A U.S. Army soldier stands on an eight-wheeled armored fighting vehicle, near al-Ghanamya village, al-Darbasiyah town, at the Syrian-Turkish border on Saturday. Photo by Youssef Rabie Youssef/EPA
April 30 (UPI) -- U.S.-led coalition forces are patrolling the Turkish-Syria border after Turkish military jets struck Kurdish fighters early last week.
The patrols, which began Friday, are being led by U.S. special operations forces, a U.S. official told CNN. Armored vehicles display U.S. flags.
The United States is aligned with People's Protection Units, or YPG, and the Peshmerga in Iraq -- both Kurdish groups. The YPG fights in the Syrian Democratic Forces, which is considered a terrorist group by the Turkish government.
"The patrols' purpose is to discourage escalation and violence between two of our most trusted [counter-ISIS] partners and reinforce the U.S. commitment to both Turkey and the SDF in their fight against ISIS," a statement from the U.S.-led joint command said about efforts against the Islamic State.
"We ask both of our partners to focus their efforts on ISIS. ISIS poses the greatest threat to peace and stability in the region, and indeed the entire world."

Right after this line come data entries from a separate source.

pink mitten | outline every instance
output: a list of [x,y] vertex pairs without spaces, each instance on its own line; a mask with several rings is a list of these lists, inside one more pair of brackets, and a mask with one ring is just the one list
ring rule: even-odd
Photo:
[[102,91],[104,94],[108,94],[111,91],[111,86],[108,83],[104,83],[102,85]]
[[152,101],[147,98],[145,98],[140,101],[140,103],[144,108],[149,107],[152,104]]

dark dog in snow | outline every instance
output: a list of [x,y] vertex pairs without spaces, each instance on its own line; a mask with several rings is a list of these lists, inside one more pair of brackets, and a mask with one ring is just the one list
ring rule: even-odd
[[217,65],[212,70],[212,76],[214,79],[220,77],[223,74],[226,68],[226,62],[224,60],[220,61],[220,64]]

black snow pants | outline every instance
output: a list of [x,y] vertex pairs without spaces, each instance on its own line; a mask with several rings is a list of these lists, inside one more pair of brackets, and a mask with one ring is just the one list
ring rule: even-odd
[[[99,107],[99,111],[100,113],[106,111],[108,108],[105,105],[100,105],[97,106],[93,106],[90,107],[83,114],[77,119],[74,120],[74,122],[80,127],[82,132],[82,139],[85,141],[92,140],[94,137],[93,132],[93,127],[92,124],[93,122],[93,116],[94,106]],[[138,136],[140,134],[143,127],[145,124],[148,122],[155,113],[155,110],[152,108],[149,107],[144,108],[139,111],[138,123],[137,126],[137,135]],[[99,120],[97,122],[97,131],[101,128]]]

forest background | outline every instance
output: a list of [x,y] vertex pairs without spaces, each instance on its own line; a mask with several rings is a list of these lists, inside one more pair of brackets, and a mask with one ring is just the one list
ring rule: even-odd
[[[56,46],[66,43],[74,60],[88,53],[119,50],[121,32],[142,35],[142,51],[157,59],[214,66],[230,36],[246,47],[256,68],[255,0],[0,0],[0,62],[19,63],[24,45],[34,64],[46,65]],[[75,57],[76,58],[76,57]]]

The YPG and the Peshmerga in Iraq said at least 20 of their fighters were killed in the strikes Tuesday. Ankara denies deliberately targeting them and offered condolences to Kurdish Regional Government President Masoud Barzani for the deaths of the Peshmerga forces, but offered no apologies for the deaths of the YPG.
The Turkish military said the strikes were intended to prevent the PKK from sending terrorists, arms, ammunition and explosives to Turkey. The Turkish military said the United States, Russia and local governments were notified in advance.
On Sunday, Turkish President Recep Tayyip Erdogan told Turkish state-run news agency Anadolu News Agency that seeing YPG and U.S. flags side by side on border patrols upsets him.
"We are seriously concerned to see U.S. flags in a convoy that has YPG rags on it," Erdogan told reporters at Istanbul's Ataturk Airport before leaving for a two-day visit to India.
Erdogan said he would bring up the issue with U.S. President Donald Trump when the NATO allies meet in Washington on May 16.
"If we are against global terrorism, then we need to tell them [the U.S.] about these issues. If we do not work together against terrorism, then tomorrow it will strike at another ally," Erdogan said.
On April 16, Erdogan won a historic referendum that granted him sweeping new powers.
He is cracking down on discourse.
On Saturday, 3,974 civil employees were fired, including soldiers and academic personnel, because of suspected links to terrorists, the Anadolu News Agency reported. Also, 18 academic foundations, 14 nongovernmental organizations and 13 health groups were closed because of activities against national security, Anadolu reported.
The government banned television matchmaking shows and blocked access to Wikipedia because it mentioned terror activity, as well.
Turkey had warned Wikipedia to remove the content, but the nonprofit encyclopedia refused.
Wikimedia Foundation, a nonprofit organization that supports Wikipedia, said it is seeking a judicial review of the decision.